Allerdings konnte mich das Buch dieses Mal nicht wirklich packen und ich musste mich zeitweise mehr oder weniger dazu zwingen es in die Hand zu nehmen. Im Vergleich zu Roehrigs erstem Buch, war das hier eher langweilig geschrieben.
Was war doof?
Wie bereits weiter oben erwähnt bin ich mit den Charakteren nicht warm geworden. Sie waren mir alle zu viel. Nur auf ihr eigenes Wohl bedacht, sie haben weniger privilegierte Menschen mit Spott und Verachtung bestraft und wollten, dass ihnen die Welt zu Füßen liegt. Mit solch einem Kaliber von Mensch kann ich persönlich gar nichts anfangen.

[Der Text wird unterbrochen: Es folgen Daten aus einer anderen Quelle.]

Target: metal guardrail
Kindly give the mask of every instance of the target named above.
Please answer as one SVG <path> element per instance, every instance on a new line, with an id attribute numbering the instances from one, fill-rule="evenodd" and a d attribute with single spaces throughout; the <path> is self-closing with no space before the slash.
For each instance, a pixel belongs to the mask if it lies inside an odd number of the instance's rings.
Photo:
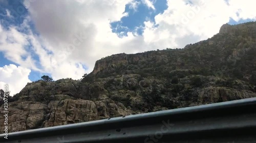
<path id="1" fill-rule="evenodd" d="M 256 98 L 0 135 L 1 142 L 256 142 Z"/>

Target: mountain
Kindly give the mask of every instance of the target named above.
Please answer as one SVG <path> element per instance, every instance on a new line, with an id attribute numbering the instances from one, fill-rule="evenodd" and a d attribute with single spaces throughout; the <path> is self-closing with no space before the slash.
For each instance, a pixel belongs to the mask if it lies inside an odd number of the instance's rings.
<path id="1" fill-rule="evenodd" d="M 183 49 L 103 58 L 81 81 L 28 83 L 9 100 L 9 131 L 256 97 L 255 40 L 256 22 L 225 24 Z"/>

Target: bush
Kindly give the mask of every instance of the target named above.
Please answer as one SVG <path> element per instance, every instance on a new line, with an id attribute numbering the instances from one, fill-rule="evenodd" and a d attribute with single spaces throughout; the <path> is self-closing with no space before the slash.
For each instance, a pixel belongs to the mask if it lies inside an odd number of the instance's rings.
<path id="1" fill-rule="evenodd" d="M 44 75 L 41 77 L 42 80 L 45 82 L 50 82 L 52 81 L 52 78 L 51 77 L 49 77 L 47 75 Z"/>
<path id="2" fill-rule="evenodd" d="M 179 83 L 179 79 L 177 77 L 174 77 L 172 78 L 171 83 L 172 84 L 178 84 Z"/>

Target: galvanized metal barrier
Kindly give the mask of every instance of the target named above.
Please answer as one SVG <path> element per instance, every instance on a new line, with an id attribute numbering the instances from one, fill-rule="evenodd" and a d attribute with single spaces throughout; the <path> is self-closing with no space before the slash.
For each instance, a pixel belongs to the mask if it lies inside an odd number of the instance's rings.
<path id="1" fill-rule="evenodd" d="M 256 98 L 30 130 L 1 142 L 256 142 Z"/>

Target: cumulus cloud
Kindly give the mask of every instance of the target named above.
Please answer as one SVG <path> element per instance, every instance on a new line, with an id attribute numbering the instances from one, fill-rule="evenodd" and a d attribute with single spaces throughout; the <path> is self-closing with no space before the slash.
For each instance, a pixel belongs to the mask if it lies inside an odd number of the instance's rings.
<path id="1" fill-rule="evenodd" d="M 11 95 L 19 93 L 28 82 L 31 70 L 28 68 L 10 64 L 0 67 L 0 89 L 3 89 L 5 84 L 9 85 Z"/>
<path id="2" fill-rule="evenodd" d="M 80 79 L 102 57 L 183 48 L 210 38 L 230 18 L 255 19 L 253 1 L 169 0 L 167 9 L 156 16 L 155 21 L 138 26 L 143 29 L 142 35 L 136 30 L 126 37 L 113 33 L 110 23 L 129 16 L 124 12 L 126 5 L 136 9 L 143 4 L 155 10 L 155 1 L 141 2 L 25 0 L 29 14 L 22 26 L 0 26 L 0 51 L 23 67 L 50 73 L 54 80 Z M 30 22 L 39 35 L 32 32 Z"/>
<path id="3" fill-rule="evenodd" d="M 150 0 L 142 0 L 143 4 L 145 4 L 148 8 L 152 8 L 153 10 L 156 10 L 153 4 Z"/>

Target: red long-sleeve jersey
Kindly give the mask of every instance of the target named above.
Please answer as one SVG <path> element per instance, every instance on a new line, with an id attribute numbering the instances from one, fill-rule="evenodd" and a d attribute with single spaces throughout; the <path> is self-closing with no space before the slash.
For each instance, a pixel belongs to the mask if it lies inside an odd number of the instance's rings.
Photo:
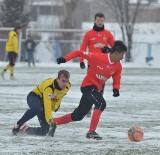
<path id="1" fill-rule="evenodd" d="M 81 87 L 95 85 L 101 91 L 103 84 L 112 77 L 113 89 L 120 89 L 122 65 L 120 62 L 111 62 L 109 53 L 91 53 L 77 50 L 67 54 L 64 58 L 69 61 L 76 57 L 82 57 L 88 60 L 90 64 Z"/>
<path id="2" fill-rule="evenodd" d="M 92 29 L 84 35 L 80 50 L 87 51 L 88 47 L 89 52 L 102 53 L 101 48 L 103 46 L 113 47 L 114 42 L 114 37 L 110 31 L 104 29 L 98 32 Z M 82 61 L 83 58 L 80 58 L 80 62 Z"/>

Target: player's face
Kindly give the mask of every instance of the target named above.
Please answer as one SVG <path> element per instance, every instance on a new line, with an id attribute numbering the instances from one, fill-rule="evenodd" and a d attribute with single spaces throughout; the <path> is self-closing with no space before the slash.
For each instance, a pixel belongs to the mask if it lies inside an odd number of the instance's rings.
<path id="1" fill-rule="evenodd" d="M 65 89 L 69 79 L 66 79 L 63 75 L 60 78 L 57 78 L 58 85 L 61 89 Z"/>
<path id="2" fill-rule="evenodd" d="M 100 17 L 96 17 L 95 21 L 96 25 L 98 27 L 102 27 L 104 25 L 104 17 L 100 18 Z"/>
<path id="3" fill-rule="evenodd" d="M 122 60 L 124 58 L 124 54 L 125 54 L 124 52 L 121 53 L 115 52 L 115 61 L 119 62 L 120 60 Z"/>

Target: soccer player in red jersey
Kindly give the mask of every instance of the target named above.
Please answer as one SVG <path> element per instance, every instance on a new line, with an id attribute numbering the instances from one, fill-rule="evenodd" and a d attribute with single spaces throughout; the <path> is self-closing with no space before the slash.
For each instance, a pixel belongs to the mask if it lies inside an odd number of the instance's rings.
<path id="1" fill-rule="evenodd" d="M 88 51 L 94 53 L 107 53 L 109 52 L 109 47 L 113 47 L 114 45 L 114 37 L 112 33 L 104 28 L 105 16 L 103 13 L 96 13 L 94 17 L 94 26 L 93 29 L 89 30 L 85 33 L 83 41 L 80 46 L 81 51 Z M 82 69 L 85 68 L 85 63 L 83 62 L 83 58 L 80 58 L 80 67 Z M 88 69 L 89 69 L 88 62 Z M 103 89 L 101 93 L 103 94 Z M 92 108 L 91 108 L 92 109 Z M 86 115 L 87 117 L 91 116 L 91 110 Z"/>
<path id="2" fill-rule="evenodd" d="M 57 125 L 82 120 L 94 104 L 95 108 L 86 137 L 97 140 L 102 139 L 102 137 L 100 137 L 95 131 L 101 113 L 106 107 L 106 101 L 100 91 L 102 90 L 104 83 L 112 77 L 113 96 L 118 97 L 120 95 L 119 89 L 122 72 L 120 60 L 123 59 L 126 51 L 127 47 L 122 41 L 115 41 L 110 53 L 107 54 L 77 50 L 67 54 L 64 58 L 60 57 L 57 59 L 57 63 L 60 64 L 76 57 L 82 57 L 89 61 L 90 68 L 81 84 L 82 97 L 79 106 L 72 113 L 59 118 L 53 118 L 51 120 L 52 128 L 50 130 L 50 135 L 54 136 Z"/>

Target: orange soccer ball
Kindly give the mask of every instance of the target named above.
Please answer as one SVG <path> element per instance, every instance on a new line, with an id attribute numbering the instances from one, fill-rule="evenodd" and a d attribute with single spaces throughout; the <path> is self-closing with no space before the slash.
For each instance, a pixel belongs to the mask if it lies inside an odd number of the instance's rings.
<path id="1" fill-rule="evenodd" d="M 140 142 L 143 139 L 144 131 L 140 126 L 132 126 L 128 130 L 128 138 L 132 142 Z"/>

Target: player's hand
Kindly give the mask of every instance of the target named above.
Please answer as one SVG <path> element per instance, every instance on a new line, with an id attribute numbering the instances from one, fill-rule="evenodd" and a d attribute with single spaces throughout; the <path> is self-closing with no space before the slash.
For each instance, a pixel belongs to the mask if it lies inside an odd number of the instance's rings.
<path id="1" fill-rule="evenodd" d="M 85 63 L 84 63 L 84 62 L 81 62 L 81 63 L 80 63 L 80 67 L 81 67 L 82 69 L 84 69 L 84 68 L 85 68 Z"/>
<path id="2" fill-rule="evenodd" d="M 102 50 L 102 53 L 109 53 L 111 51 L 111 49 L 107 46 L 102 47 L 101 50 Z"/>
<path id="3" fill-rule="evenodd" d="M 54 124 L 53 118 L 49 120 L 49 125 L 50 125 L 50 128 L 49 128 L 48 136 L 54 137 L 56 124 Z"/>
<path id="4" fill-rule="evenodd" d="M 48 124 L 49 124 L 50 127 L 53 127 L 53 125 L 54 125 L 53 118 L 49 120 Z"/>
<path id="5" fill-rule="evenodd" d="M 119 95 L 120 95 L 119 90 L 118 89 L 113 89 L 113 96 L 118 97 Z"/>
<path id="6" fill-rule="evenodd" d="M 63 57 L 60 57 L 57 59 L 57 64 L 61 64 L 61 63 L 65 63 L 65 62 L 66 62 L 66 59 Z"/>

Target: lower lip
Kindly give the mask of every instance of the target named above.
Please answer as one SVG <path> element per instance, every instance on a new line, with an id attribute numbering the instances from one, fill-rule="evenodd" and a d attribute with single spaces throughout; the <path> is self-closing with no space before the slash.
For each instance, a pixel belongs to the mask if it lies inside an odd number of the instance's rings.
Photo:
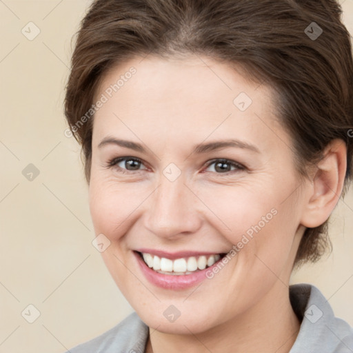
<path id="1" fill-rule="evenodd" d="M 185 290 L 190 288 L 207 279 L 206 272 L 212 271 L 212 268 L 217 265 L 218 262 L 212 266 L 190 274 L 169 275 L 157 272 L 150 268 L 142 259 L 139 254 L 134 252 L 140 268 L 147 279 L 152 284 L 167 290 Z"/>

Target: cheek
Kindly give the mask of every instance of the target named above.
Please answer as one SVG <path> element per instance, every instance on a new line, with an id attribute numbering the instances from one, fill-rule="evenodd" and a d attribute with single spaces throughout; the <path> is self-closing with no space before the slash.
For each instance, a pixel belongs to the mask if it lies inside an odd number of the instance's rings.
<path id="1" fill-rule="evenodd" d="M 90 184 L 90 210 L 96 232 L 110 240 L 119 239 L 126 230 L 131 217 L 141 204 L 137 190 L 121 183 L 92 178 Z"/>
<path id="2" fill-rule="evenodd" d="M 256 255 L 276 268 L 276 261 L 285 261 L 296 230 L 294 196 L 283 202 L 283 195 L 292 189 L 289 184 L 281 189 L 236 185 L 219 188 L 216 198 L 209 190 L 200 190 L 200 199 L 217 216 L 214 227 L 232 244 L 241 261 L 252 261 Z"/>

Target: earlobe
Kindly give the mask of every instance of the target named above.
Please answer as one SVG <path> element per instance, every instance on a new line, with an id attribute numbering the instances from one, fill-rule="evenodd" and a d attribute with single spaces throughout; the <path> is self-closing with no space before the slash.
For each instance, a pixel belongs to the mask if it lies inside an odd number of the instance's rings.
<path id="1" fill-rule="evenodd" d="M 343 140 L 335 139 L 326 147 L 323 158 L 307 188 L 307 201 L 301 224 L 318 227 L 330 216 L 339 200 L 347 168 L 347 148 Z"/>

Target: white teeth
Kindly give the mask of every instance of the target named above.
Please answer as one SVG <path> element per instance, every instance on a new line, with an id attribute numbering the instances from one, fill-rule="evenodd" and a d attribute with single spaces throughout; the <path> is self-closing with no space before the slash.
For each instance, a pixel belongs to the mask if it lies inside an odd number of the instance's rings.
<path id="1" fill-rule="evenodd" d="M 188 271 L 196 271 L 197 270 L 197 261 L 195 256 L 188 259 Z"/>
<path id="2" fill-rule="evenodd" d="M 216 261 L 214 261 L 214 256 L 213 255 L 211 255 L 208 260 L 207 261 L 207 265 L 208 266 L 212 266 Z"/>
<path id="3" fill-rule="evenodd" d="M 171 272 L 173 270 L 173 261 L 170 259 L 161 259 L 161 271 Z"/>
<path id="4" fill-rule="evenodd" d="M 198 270 L 204 270 L 221 259 L 221 255 L 218 254 L 176 259 L 174 261 L 148 253 L 143 253 L 142 256 L 147 265 L 154 271 L 174 275 L 189 274 Z"/>
<path id="5" fill-rule="evenodd" d="M 161 259 L 158 256 L 153 258 L 153 270 L 161 270 Z"/>
<path id="6" fill-rule="evenodd" d="M 203 255 L 199 258 L 199 260 L 197 260 L 197 267 L 200 270 L 203 270 L 204 268 L 206 268 L 207 266 L 207 258 L 205 256 Z"/>
<path id="7" fill-rule="evenodd" d="M 186 270 L 186 260 L 185 259 L 176 259 L 174 261 L 173 271 L 174 272 L 185 272 Z"/>

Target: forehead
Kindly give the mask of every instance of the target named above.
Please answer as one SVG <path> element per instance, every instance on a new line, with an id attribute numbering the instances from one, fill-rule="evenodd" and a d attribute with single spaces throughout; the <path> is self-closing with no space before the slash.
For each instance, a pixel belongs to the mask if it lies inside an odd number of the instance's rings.
<path id="1" fill-rule="evenodd" d="M 273 139 L 273 130 L 281 128 L 272 91 L 241 72 L 201 57 L 139 57 L 117 65 L 102 78 L 96 94 L 95 101 L 103 96 L 106 101 L 95 114 L 94 135 L 102 138 L 116 129 L 180 143 L 195 134 L 203 140 L 232 132 L 253 139 L 257 130 Z M 264 124 L 271 128 L 265 131 Z"/>

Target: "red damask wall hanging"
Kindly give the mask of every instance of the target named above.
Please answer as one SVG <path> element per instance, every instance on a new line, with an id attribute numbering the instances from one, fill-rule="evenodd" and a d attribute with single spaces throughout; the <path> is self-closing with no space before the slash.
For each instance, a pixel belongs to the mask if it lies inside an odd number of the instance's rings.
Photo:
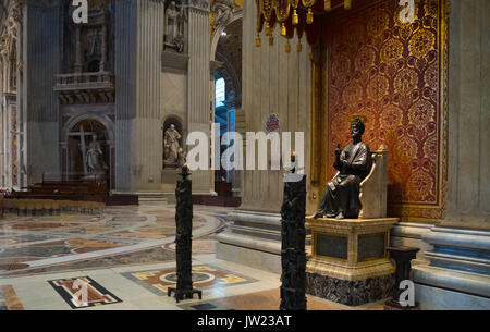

Außerdem hat es mir überhaupt nicht gefallen wie sehr die Themen Alkohol- und Drogenmissbrauch, Nötigung und Gewalt hier im Vordergrund standen. Ja, es ist ein Jugendthriller und es ist durchaus ok, wenn es in so einem Buch auch mal ein wenig heftiger zugeht, aber die Masse an Dingen, mit denen Jugendliche (und auch niemand anderes) zu tun haben sollte, war einfach zu viel für mich.
Fazit
Ich wollte dieses Buch wirklich mögen und vielleicht war auch das der Grund wieso es im Endeffekt nicht so gut abschneiden konnte bei mir. Vielleicht waren meine Erwartungen einfach zu hoch, weil ich das Debüt des Autoren so großartig fand. Ich weiß es nicht.
Dieses Buch konnte mich allerdings nicht so richtig packen und ich habe mir ständig andere Dinge zu tun gesucht, anstatt das Buch zur Hand zu nehmen und weiterzulesen. Als ich dann aber im Lesefluss war, wusste ich wieder wieso ich Caleb Roehrigs erstes Buch so mochte – er lässt durch seinen Schreibstil Bilder in meinem Kopf entstehen.
Für einen Thriller fand ich das Buch ein wenig zu langweilig. Erst die letzten 50 Seiten haben so richtig an Fahrt aufgenommen und ich habe Fingernägel kauend vor dem Buch gesessen.
Leider kann ich dem Buch daher nur knappe 3 von 5 Sternen geben.